The first set of information, so it ends up cacheing foo CNAME internal.  But that is never sent, only foo CNAME bar and bar CNAME internal or external?  That is weird, unbound does not create such CNAMEs itself, so it must have received that foo CNAME internal somewhere.

Another way to get this may be that the server is unavailable, and older Unbound has had issues where it would query above the stub, eg, ignore stub because of unavailable to use further-upstream config to contact.  And that would have contacted other servers.  But those issues, are, I think, fixed in recent releases.

Could there be another third query,  third CNAME foo, and then foo CNAME .. continues resolution.  And that somehow gets different, I mean the wrong, answers?  Unbound should peel off that this CNAME foo from the front and then continue recursing in the iterator.  But that does look like a different code-path for the ECS framework, perhaps?

Best regards, Wouter
Comment 3 Manu Bretelle 2019-01-10 23:45:00 CET
Hi Wouter,

thanks for looking into this. Replying to your questions inline:


> So, in the update you say that it returns /0 results, and those end up in the global cache.  It sounds like that is the intended mode of operation? For the ECS cache, that is.  Not for what the upstream server is trying to do.

So unbound only returns a scope of /0 when the issue manifests. When this is happening, the auth is still returning the right scopes, e.g (also adding TTLs, I should have added this before)
```
foo.example.com cname to bar.example.com with scope 198.51.100.0/24/0 and TTL 3600
bar.example.com  cname to external.sub.example.com with scope of 198.51.100.0/24/5 and TTL 3600
and finally external.sub.example.com has a A record with a scope of 198.51.100.0/24/24 and TTL 60
```

I am guessing it ends up in local cache given the /0. In any case, if the auth server had sent it spuriously, I would expect that eventually as TTL expires, it would "fix" itself, but the issue happens way beyond TTL expiration.


> The first set of information, so it ends up cacheing foo CNAME internal.  But that is never sent, only foo CNAME bar and bar CNAME internal or external?  That is weird, unbound does not create such CNAMEs itself, so it must have received that foo CNAME internal somewhere.

bar CNAME internal is only sent for specific subnets when using ECS. If no ECS is set, it would only ever return `external`. Given that I could see it in `dump_cache` output, I am wondering if this means that it ended up in the non-ECS cache.

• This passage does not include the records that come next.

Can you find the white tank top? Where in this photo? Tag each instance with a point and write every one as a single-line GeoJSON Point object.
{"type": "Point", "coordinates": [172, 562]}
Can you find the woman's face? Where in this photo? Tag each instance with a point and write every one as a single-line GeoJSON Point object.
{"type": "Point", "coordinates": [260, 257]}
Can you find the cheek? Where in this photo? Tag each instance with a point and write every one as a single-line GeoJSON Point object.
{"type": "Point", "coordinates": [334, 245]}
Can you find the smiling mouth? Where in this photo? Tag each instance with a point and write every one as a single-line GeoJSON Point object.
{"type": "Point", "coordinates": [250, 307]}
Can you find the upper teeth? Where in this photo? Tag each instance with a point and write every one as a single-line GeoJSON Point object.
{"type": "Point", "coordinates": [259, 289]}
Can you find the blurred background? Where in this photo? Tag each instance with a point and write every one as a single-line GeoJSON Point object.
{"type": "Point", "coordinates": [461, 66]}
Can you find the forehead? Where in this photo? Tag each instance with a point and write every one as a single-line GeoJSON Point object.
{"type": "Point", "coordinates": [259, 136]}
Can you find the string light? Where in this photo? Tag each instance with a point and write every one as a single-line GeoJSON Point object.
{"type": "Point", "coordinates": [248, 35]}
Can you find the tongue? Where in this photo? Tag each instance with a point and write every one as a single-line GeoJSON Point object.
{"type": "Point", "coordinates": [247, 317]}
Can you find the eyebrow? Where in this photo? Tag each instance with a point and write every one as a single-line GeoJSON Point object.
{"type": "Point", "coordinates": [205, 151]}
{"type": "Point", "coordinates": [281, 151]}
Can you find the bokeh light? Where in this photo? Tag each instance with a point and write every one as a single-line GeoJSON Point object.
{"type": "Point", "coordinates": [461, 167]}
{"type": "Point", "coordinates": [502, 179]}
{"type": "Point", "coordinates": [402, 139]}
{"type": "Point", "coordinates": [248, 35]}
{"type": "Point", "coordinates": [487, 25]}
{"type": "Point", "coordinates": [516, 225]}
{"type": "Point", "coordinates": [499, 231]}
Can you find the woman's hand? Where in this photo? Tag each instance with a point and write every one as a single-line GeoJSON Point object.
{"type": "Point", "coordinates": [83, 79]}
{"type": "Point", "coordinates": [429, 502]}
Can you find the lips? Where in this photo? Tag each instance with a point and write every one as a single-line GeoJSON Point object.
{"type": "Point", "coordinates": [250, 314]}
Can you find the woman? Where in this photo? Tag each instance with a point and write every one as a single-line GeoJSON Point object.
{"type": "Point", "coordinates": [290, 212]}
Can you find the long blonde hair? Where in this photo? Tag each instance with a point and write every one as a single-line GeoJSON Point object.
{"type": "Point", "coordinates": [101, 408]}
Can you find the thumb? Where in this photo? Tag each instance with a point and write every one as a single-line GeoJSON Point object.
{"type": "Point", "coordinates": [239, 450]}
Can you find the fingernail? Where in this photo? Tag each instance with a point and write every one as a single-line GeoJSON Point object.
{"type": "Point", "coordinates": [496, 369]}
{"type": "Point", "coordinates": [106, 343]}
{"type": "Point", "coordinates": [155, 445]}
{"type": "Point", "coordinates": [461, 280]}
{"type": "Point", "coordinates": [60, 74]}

In other word, is dump_cache suppose to show anything from ECS cache?

> Another way to get this may be that the server is unavailable, and older Unbound has had issues where it would query above the stub, eg, ignore stub because of unavailable to use further-upstream config to contact.  And that would have contacted other servers.  But those issues, are, I think, fixed in recent releases.

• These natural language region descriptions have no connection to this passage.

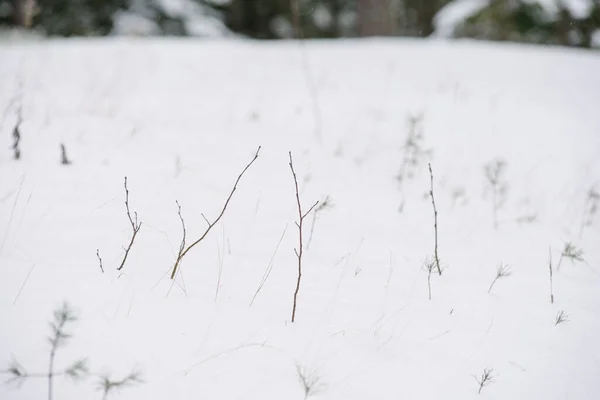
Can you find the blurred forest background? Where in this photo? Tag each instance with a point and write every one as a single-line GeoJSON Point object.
{"type": "Point", "coordinates": [560, 22]}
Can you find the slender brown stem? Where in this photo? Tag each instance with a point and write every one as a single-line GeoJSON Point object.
{"type": "Point", "coordinates": [550, 267]}
{"type": "Point", "coordinates": [182, 249]}
{"type": "Point", "coordinates": [299, 224]}
{"type": "Point", "coordinates": [135, 226]}
{"type": "Point", "coordinates": [435, 254]}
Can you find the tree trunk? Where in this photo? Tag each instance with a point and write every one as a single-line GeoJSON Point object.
{"type": "Point", "coordinates": [374, 18]}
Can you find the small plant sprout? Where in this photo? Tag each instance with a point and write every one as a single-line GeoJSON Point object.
{"type": "Point", "coordinates": [435, 253]}
{"type": "Point", "coordinates": [494, 174]}
{"type": "Point", "coordinates": [551, 273]}
{"type": "Point", "coordinates": [183, 247]}
{"type": "Point", "coordinates": [485, 379]}
{"type": "Point", "coordinates": [16, 141]}
{"type": "Point", "coordinates": [300, 223]}
{"type": "Point", "coordinates": [325, 204]}
{"type": "Point", "coordinates": [311, 382]}
{"type": "Point", "coordinates": [58, 338]}
{"type": "Point", "coordinates": [429, 266]}
{"type": "Point", "coordinates": [591, 207]}
{"type": "Point", "coordinates": [561, 317]}
{"type": "Point", "coordinates": [413, 148]}
{"type": "Point", "coordinates": [571, 252]}
{"type": "Point", "coordinates": [503, 271]}
{"type": "Point", "coordinates": [108, 386]}
{"type": "Point", "coordinates": [64, 160]}
{"type": "Point", "coordinates": [135, 226]}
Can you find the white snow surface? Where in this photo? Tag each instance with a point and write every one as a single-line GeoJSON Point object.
{"type": "Point", "coordinates": [181, 118]}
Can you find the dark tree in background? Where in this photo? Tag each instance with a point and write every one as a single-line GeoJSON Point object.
{"type": "Point", "coordinates": [533, 21]}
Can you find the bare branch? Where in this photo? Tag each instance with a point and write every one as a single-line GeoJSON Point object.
{"type": "Point", "coordinates": [502, 271]}
{"type": "Point", "coordinates": [99, 259]}
{"type": "Point", "coordinates": [486, 378]}
{"type": "Point", "coordinates": [435, 254]}
{"type": "Point", "coordinates": [299, 224]}
{"type": "Point", "coordinates": [135, 226]}
{"type": "Point", "coordinates": [269, 268]}
{"type": "Point", "coordinates": [550, 267]}
{"type": "Point", "coordinates": [182, 251]}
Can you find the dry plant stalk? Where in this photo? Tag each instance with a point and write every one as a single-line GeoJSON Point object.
{"type": "Point", "coordinates": [57, 339]}
{"type": "Point", "coordinates": [429, 266]}
{"type": "Point", "coordinates": [64, 160]}
{"type": "Point", "coordinates": [99, 259]}
{"type": "Point", "coordinates": [269, 267]}
{"type": "Point", "coordinates": [550, 267]}
{"type": "Point", "coordinates": [326, 204]}
{"type": "Point", "coordinates": [311, 382]}
{"type": "Point", "coordinates": [592, 203]}
{"type": "Point", "coordinates": [503, 271]}
{"type": "Point", "coordinates": [107, 385]}
{"type": "Point", "coordinates": [561, 317]}
{"type": "Point", "coordinates": [299, 224]}
{"type": "Point", "coordinates": [571, 252]}
{"type": "Point", "coordinates": [135, 226]}
{"type": "Point", "coordinates": [435, 254]}
{"type": "Point", "coordinates": [494, 173]}
{"type": "Point", "coordinates": [183, 250]}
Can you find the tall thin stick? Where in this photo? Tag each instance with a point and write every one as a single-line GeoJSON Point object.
{"type": "Point", "coordinates": [435, 254]}
{"type": "Point", "coordinates": [135, 226]}
{"type": "Point", "coordinates": [550, 267]}
{"type": "Point", "coordinates": [299, 224]}
{"type": "Point", "coordinates": [99, 259]}
{"type": "Point", "coordinates": [182, 249]}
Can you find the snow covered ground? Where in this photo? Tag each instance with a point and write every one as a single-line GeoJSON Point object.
{"type": "Point", "coordinates": [182, 118]}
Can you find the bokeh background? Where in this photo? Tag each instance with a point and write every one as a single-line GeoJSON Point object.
{"type": "Point", "coordinates": [556, 22]}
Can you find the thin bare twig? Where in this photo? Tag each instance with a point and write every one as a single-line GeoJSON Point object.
{"type": "Point", "coordinates": [310, 83]}
{"type": "Point", "coordinates": [182, 249]}
{"type": "Point", "coordinates": [99, 259]}
{"type": "Point", "coordinates": [326, 204]}
{"type": "Point", "coordinates": [435, 254]}
{"type": "Point", "coordinates": [550, 267]}
{"type": "Point", "coordinates": [486, 378]}
{"type": "Point", "coordinates": [503, 271]}
{"type": "Point", "coordinates": [299, 224]}
{"type": "Point", "coordinates": [269, 267]}
{"type": "Point", "coordinates": [135, 226]}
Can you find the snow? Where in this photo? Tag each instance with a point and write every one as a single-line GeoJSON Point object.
{"type": "Point", "coordinates": [181, 118]}
{"type": "Point", "coordinates": [455, 13]}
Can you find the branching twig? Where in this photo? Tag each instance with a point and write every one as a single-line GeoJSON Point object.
{"type": "Point", "coordinates": [550, 268]}
{"type": "Point", "coordinates": [269, 268]}
{"type": "Point", "coordinates": [591, 207]}
{"type": "Point", "coordinates": [106, 385]}
{"type": "Point", "coordinates": [429, 267]}
{"type": "Point", "coordinates": [135, 226]}
{"type": "Point", "coordinates": [326, 204]}
{"type": "Point", "coordinates": [485, 379]}
{"type": "Point", "coordinates": [99, 259]}
{"type": "Point", "coordinates": [435, 254]}
{"type": "Point", "coordinates": [58, 338]}
{"type": "Point", "coordinates": [503, 271]}
{"type": "Point", "coordinates": [571, 252]}
{"type": "Point", "coordinates": [64, 160]}
{"type": "Point", "coordinates": [311, 382]}
{"type": "Point", "coordinates": [494, 172]}
{"type": "Point", "coordinates": [183, 250]}
{"type": "Point", "coordinates": [299, 224]}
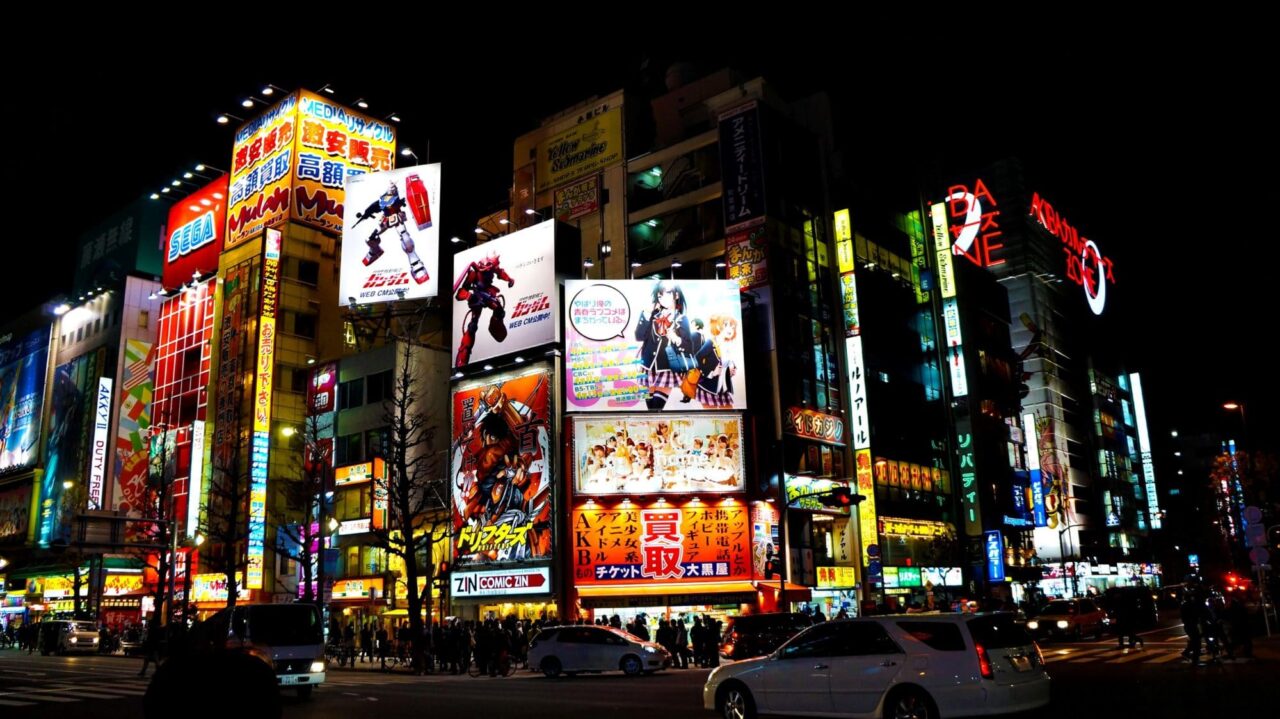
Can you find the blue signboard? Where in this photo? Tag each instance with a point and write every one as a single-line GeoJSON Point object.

In this case stub-addr are the same that 1 would get from asking the parent, it is merely a way to bypass full recursion.
Was this fixed before 1.8.0? the issue was reproducing on 1.8.0.

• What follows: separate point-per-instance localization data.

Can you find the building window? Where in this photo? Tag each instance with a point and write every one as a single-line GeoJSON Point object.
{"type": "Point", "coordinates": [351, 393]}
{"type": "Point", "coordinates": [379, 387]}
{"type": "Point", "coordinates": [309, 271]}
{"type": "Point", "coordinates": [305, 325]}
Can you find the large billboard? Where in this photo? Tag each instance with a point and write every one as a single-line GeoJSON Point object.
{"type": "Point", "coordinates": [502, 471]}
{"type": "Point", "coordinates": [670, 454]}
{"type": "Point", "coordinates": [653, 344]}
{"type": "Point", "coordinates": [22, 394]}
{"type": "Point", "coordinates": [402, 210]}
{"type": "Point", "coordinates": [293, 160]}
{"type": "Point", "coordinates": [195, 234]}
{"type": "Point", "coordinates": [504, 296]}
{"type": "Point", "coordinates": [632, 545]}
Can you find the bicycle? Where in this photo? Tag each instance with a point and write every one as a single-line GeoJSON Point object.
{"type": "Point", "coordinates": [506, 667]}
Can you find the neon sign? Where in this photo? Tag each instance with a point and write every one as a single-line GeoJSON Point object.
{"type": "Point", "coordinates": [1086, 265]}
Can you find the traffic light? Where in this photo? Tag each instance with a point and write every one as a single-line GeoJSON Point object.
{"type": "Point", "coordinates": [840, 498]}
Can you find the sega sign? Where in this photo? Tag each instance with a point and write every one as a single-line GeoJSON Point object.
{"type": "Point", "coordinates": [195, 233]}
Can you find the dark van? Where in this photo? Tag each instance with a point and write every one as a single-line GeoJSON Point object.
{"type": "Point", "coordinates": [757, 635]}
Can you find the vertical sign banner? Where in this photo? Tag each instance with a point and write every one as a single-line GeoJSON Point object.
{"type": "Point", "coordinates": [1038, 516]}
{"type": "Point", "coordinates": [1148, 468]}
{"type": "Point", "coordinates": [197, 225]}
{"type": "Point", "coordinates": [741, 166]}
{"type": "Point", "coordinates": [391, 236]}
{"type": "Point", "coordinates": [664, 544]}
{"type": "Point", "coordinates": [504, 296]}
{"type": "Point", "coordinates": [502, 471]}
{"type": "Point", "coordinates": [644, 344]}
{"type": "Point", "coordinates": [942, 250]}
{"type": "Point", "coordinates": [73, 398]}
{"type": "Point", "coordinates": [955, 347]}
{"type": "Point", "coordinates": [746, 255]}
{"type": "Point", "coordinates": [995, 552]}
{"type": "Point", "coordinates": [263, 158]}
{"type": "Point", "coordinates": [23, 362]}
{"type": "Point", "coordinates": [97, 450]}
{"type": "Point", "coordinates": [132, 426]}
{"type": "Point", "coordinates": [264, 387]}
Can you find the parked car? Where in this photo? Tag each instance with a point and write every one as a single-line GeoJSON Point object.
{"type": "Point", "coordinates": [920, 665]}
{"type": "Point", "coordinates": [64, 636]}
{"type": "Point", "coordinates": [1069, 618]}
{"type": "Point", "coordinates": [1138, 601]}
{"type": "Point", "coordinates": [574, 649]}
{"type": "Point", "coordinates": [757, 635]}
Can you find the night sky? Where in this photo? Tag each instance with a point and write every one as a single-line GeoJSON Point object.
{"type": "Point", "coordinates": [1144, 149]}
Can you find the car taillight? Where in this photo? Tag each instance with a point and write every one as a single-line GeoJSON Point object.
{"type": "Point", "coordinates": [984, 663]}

> Could there be another third query,  third CNAME foo, and then foo CNAME .. continues resolution.  And that somehow gets different, I mean the wrong, answers?  Unbound should peel off that this CNAME foo from the front and then continue recursing in the iterator.  But that does look like a different code-path for the ECS framework, perhaps?

you mean:
```
third CNAME foo
foo CNAME bar
bar CNAME {external,internal}
{external,internal} A i.p.add.rr
```

Not that I know.
Comment 4 Manu Bretelle 2019-01-19 01:30:14 CET
Hi Wouter, the cache hit rate seems to be a red herring. We have been able to reproduce the issue and at this stage, I dont believe it is any cache corruption, or at least there is other issues that need to be clarified/fixed first.

Going to close this for now. Sorry for the bother.